B. The Authority Issue
LMU also argues that Clawson did not have the authority to enter into "any contract" on behalf of LMU. (Docket Entry No. 10 at 3). Instead, LMU argues, the Lawrenceburg Utility Service Board alone has the power to award contracts for LMU. LMU relies on Indiana Code § 8-1.5-3-4(10)(A)-(C), which provides:
The board shall . . . award contracts for:Section 8-1.5-3-4(a) also vests "responsibility for the detailed supervision of each utility . . . in its superintendent, who is responsible to the board for the business and technical operation of the utility." No case has addressed the division of authority between a utilities board and the superintendent of the utility. The language of § 8-1.5-3-4 supports Rodeo Time's argument.

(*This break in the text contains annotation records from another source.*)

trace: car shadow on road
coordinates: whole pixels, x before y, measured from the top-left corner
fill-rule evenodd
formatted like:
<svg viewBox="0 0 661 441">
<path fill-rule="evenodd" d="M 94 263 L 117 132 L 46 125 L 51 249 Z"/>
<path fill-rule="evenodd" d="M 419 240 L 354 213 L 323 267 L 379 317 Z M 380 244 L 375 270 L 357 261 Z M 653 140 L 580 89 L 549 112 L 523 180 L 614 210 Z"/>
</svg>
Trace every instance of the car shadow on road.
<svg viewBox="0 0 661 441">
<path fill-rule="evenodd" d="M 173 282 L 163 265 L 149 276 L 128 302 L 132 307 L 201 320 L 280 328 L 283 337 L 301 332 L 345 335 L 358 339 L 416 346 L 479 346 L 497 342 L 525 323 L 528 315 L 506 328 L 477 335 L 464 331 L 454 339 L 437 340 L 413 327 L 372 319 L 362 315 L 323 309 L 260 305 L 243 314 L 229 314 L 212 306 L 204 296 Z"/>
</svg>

(A) the purchase of capital equipment;
(B) the construction of capital improvements; or
(C) other property or purposes that are necessary for the full and efficient construction, management, and operation of each utility
Section 8-1.5-3-4 requires a utilities board to award contracts for large purchases, such as "capital equipment" and "construction of capital improvements." LMU does not argue that a social-media management contract falls into either of these categories. Instead, LMU argues that social-media management is "necessary for the full and efficient . . . management . . . of each utility." (Docket Entry No. 10 at 3). But LMU presents no authority for this assertion. There is no basis to conclude that a professionally managed social media account is "necessary" for the "full and efficient" operation or management of a utility. At best, the choice of a person or entity to manage a utility's social-media presence more likely falls under the "business" operation of a utility, which is vested solely in the utility's superintendent. And even if social-media management is necessary to operate or manage a utility, Rodeo Time submitted evidence that the Lawrenceburg Utility Service Board approved Clawson's budget request for marketing services. (Docket Entry No. 1-2 at ¶ 9 n.3).

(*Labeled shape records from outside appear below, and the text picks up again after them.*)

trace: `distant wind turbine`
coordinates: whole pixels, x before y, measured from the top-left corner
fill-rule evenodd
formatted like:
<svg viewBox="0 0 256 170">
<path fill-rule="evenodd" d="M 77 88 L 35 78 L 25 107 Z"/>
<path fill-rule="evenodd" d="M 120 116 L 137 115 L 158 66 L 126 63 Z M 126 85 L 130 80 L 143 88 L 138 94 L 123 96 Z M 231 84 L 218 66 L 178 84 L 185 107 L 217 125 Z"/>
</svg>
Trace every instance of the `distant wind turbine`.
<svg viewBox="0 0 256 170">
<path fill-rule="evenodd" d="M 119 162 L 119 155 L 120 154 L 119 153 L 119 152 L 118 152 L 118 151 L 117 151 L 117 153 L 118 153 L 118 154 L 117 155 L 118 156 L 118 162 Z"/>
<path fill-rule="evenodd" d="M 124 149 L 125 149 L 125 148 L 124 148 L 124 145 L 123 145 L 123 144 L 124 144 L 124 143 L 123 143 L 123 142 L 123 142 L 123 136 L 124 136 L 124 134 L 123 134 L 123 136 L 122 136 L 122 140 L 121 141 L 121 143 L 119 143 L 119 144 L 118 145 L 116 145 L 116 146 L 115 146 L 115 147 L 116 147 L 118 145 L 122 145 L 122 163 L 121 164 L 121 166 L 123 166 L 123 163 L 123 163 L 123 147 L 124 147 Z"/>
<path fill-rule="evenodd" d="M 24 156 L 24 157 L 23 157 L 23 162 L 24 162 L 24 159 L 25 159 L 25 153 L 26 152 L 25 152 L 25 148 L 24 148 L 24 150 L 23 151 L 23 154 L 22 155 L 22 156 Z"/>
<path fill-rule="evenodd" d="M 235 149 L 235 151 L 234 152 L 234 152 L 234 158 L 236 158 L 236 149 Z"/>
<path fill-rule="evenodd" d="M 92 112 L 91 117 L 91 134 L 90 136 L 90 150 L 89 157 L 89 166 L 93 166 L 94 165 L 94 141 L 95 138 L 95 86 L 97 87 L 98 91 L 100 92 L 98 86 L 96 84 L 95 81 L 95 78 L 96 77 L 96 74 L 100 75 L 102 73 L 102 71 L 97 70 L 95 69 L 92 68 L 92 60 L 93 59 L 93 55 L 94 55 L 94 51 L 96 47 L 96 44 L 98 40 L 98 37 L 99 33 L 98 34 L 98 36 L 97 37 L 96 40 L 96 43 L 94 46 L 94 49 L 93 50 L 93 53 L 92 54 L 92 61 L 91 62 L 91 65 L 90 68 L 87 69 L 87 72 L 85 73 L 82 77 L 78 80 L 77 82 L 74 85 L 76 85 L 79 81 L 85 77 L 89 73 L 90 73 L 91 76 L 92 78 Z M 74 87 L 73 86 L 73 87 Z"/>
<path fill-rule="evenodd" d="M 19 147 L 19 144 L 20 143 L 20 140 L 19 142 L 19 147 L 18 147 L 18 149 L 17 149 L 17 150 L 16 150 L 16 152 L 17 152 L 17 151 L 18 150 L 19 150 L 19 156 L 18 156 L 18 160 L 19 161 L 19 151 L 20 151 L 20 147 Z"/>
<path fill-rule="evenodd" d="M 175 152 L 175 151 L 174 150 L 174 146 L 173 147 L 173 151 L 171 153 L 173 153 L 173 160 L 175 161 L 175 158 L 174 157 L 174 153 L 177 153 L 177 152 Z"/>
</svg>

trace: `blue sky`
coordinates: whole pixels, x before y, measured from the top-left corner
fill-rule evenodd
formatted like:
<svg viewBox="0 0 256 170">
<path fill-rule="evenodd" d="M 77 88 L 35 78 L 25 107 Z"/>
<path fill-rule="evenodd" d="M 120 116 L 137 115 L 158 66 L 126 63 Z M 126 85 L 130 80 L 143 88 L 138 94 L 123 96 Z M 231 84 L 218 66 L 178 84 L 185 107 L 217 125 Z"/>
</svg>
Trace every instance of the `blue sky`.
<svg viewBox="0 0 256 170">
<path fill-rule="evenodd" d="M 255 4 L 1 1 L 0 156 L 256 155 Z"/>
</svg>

Based on the limited record before the court, Clawson had authority to enter into the Master Agreement on behalf of LMU. Because the Master Agreement contained a clear consent to jurisdiction in Texas, this court may exercise personal jurisdiction over LMU. See Alliantgroup, LP v. Feingold, No. 09-CV-0479, 2009 WL 1109093, at *7 (S.D. Tex. Apr. 24, 2009) ("A mandatory forum-selection clause demonstrates a party's consent to jurisdiction in a specific forum, and courts, absent a showing of fraud or overreaching in creating the clause, enforce such consent."); Am. Airlines, Inc. v. Rogerson ATS, 952 F. Supp. 377, 381 (N.D. Tex. 1996) ("[The out-of-state defendant] consented to jurisdiction in Texas, and the Court finds that this consent alone is sufficient to satisfy the fundamental fairness of the personal jurisdiction analysis.").

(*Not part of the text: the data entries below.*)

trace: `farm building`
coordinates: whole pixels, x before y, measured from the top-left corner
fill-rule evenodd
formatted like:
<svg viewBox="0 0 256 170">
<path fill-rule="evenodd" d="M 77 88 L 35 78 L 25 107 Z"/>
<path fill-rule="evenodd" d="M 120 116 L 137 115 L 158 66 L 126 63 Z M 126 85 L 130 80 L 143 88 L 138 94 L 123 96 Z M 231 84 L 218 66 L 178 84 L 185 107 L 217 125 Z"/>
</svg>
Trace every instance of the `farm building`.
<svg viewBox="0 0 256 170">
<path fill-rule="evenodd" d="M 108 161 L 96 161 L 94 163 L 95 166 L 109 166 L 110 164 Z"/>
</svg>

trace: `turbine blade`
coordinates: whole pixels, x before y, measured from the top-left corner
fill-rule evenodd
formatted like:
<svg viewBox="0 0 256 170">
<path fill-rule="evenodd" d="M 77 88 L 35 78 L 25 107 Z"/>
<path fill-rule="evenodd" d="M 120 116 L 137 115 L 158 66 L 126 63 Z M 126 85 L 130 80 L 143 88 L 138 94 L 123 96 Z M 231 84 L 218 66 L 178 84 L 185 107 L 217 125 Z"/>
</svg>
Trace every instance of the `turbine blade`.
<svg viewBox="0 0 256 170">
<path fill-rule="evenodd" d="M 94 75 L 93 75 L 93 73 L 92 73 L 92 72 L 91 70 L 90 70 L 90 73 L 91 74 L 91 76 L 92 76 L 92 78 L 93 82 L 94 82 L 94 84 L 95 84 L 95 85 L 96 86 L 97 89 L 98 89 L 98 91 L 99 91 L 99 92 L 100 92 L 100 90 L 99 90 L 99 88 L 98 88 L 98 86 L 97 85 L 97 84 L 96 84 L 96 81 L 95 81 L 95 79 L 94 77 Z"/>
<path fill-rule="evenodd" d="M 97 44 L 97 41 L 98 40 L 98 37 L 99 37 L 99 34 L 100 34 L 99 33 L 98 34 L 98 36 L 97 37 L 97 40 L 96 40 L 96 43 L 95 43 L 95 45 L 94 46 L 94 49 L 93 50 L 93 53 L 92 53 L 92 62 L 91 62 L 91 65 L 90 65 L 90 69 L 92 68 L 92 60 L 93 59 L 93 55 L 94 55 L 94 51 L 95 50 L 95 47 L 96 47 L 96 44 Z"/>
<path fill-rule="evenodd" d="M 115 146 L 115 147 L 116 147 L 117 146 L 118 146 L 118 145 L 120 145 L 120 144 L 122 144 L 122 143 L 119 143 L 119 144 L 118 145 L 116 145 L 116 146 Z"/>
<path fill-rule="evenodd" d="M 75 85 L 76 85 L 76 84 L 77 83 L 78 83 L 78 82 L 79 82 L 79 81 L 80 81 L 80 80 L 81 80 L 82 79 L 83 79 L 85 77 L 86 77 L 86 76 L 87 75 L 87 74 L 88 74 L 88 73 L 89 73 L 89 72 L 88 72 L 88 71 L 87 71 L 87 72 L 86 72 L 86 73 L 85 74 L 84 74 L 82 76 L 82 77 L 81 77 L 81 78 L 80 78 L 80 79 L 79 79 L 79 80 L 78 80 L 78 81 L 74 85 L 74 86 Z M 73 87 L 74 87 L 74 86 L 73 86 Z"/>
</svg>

LMU's motion to dismiss for lack of personal jurisdiction is denied. These conclusions are based on the current record. The parties may raise these arguments at a later stage, if warranted, on the fuller factual record that may then be available.
IV. Conclusion
LMU's motion to dismiss for lack of personal jurisdiction, (Docket Entry No. 6), is denied.
SIGNED on December 11, 2020, at Houston, Texas.